Impact Study: Global Open Data Strategy Risks & Opportunities

When a Global Chief Data Officer of one of the oldest, largest, and most respected Financial Institutions (FIs) in the world realized they were getting disrupted in the market by weaponized data, she needed a new narrative.

Impact Study: Global Open Data Strategy Risks & Opportunities
Impact Study: Global Open Data Strategy Risks & Opportunities

When a Global Chief Data Officer of one of the oldest, largest, and most respected Financial Institutions (FIs) in the world realized they were getting disrupted in the market by weaponized data, she needed a new narrative.

Client: Fortune 50 Global Financial Services Institution
Industry: Financial Services
Sponsor: Global Chief Data Officer (CDO)
Locale: Global (130 Markets)

The Challenge

Market forces such as changing consumer expectations around their data, accelerating regulations, and new market complexities has hastened data sharing, increasingly disintermediating the clients’ brand value and vision. Consumers and merchants alike are more discerning about how and where their data is used. Regulations like Open Banking are creating an imperative for global data-sharing, making sharing easier, and more accessible. New market actors are monetizing consumer and merchant experiences, further intensifying these trends and the client needs their Executive Leadership to appreciate these evolved market conditions and to support acting.

Engagement Description

The CDO wanted a narrative to drive outcome-based action of the Executive Committee informed by internal and market research, to drive awareness, define the opportunities and risks caused by this new paradigm, fueled by data. Outcomes that would protect the brand, the business strategy, the firm’s considerable investments, and create new market opportunities.

💡
"Going at this straight on hasn’t worked in the past. This work is really valuable to build a coalition and socialize it over time." - Global CDO

Outcomes Delivered

Clarity around disintermediation and its risks.
A clear picture for the Executive Committee, with explicit and tangible examples of the impact of disintermediation to the firms’ customer engagement, product, services, and customer servicing capabilities, informed by real world data.

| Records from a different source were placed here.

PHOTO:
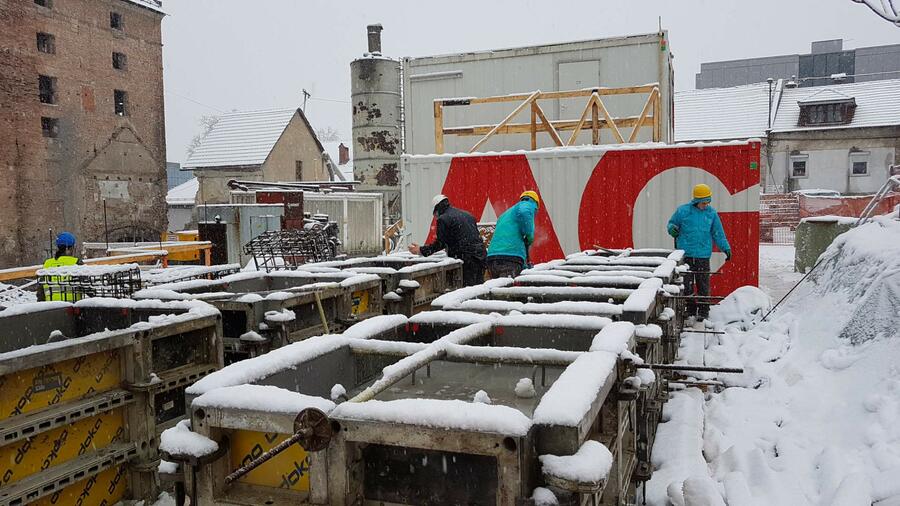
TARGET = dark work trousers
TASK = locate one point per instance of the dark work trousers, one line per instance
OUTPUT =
(473, 270)
(700, 282)
(505, 266)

Intelligence and insights around data regulatory impacts.
Operating globally, the array of regulatory policies, regulatory requirements, market coordination, and industry initiatives created a cottage industry for 3rd party data aggregators and new technology market entrants to act disruptively.

A deep dive into how Mega-Tech providers where upending the market.
Global technology companies, especially Google have weaponized data, including the firm’s own data. rewriting the market and building new competitive moats for financial services and instruments, using their owned walled garden, multibillion customer technology ecosystems.

A call to action.
Going beyond the near-term priorities, gaining executive agreement that a problem exits, it poses a material disintermediation risk, and a dedication of resources to tackle the problems and exploit the opportunities has value.